113En compagnie de Marie Mann, la femme de l’éducateur Horace Mann, Sarmiento a visité l’Ecole Normale d’institutrices de Newton-Est, près de Boston. Il est enchanté de sa visite. Quelle différence entre le programme en vigueur dans cet établissement et celui qu’il n’a pu appliquer qu’à moitié dans son Ecole Normale de Santiago ! Ces jeunes filles apprennent de tout : arithmétique, algèbre, géographie, géométrie, mécanique, physique, anatomie, physiologie, jardinage, dessin. Ce n’est pas sans mélancolie qu’il reconnaît que ce genre d’enseignement ne saurait être pratiqué au Chili, faute de personnel.
114Toutefois, il ne renonce pas pour autant à son idée. On pourrait faire appel aux femmes des instituteurs, ou bien aux institutrices des écoles privées, qui accepteraient volontiers de travailler pour l’Etat, si celui-ci leur assurait une situation supérieure à celle qui est leur lot. En outre, il y a, à Santiago, une maison de charité, l’Asilo del Salvador, qui est en train de péricliter. Pourquoi ne demanderait-on pas à son personnel, entièrement féminin, d’enseigner dans les écoles maternelles et primaires ? Ces femmes et celles qui végètent dans les écoles particulières pourraient constituer le premier contingent pour la création d’une Ecole Normale d’institutrices.
115Fidèle au principe d’Aimé Martin, il pense que l’éducation du genre humain doit être faite par les femmes. Mais il ne perd pas pour autant son sens pratique. Les futures institutrices devront recevoir un enseignement manuel. Elles apprendront à fabriquer des filets pour l’industrie de la soie, à jardiner, à confectionner des fleurs artificielles, à tricoter, de sorte qu’elles soient capables de préparer leurs élèves à des travaux dont elles puissent vivre.

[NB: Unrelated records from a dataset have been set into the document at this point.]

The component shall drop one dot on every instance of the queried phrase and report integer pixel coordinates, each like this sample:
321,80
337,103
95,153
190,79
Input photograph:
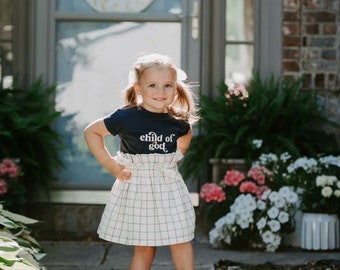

116A toutes fins utiles, dans son rapport, Sarmiento rappelle le programme du Collège de San Juan qu’il a dirigé, et commente la méthode d’enseignement de Lévi Alvarez, qu’il a connu personnellement à Paris.
117Pour que son plan d’enseignement soit complet, il propose la nomination d’inspectrices qui seraient recrutées dans la classe cultivée et aisée, comme cela se fait en France, et comme cela s’est fait à Buenos Aires du temps de Rivadavia.
118Sarmiento n’a pas préché dans le désert pour l’excellente raison que, dès l’aube de l’indépendance, on a songé en Amérique à l’éducation féminine. Mais ni José Miguel Carrera, qui voulait créer des classes d’enseignement primaire dans les couvents, ni Juan Egaña, qui pensait ajouter à l’Instituto Nacional une annexe pour l’éducation des jeunes filles, n’ont vu leurs désirs réalisés767.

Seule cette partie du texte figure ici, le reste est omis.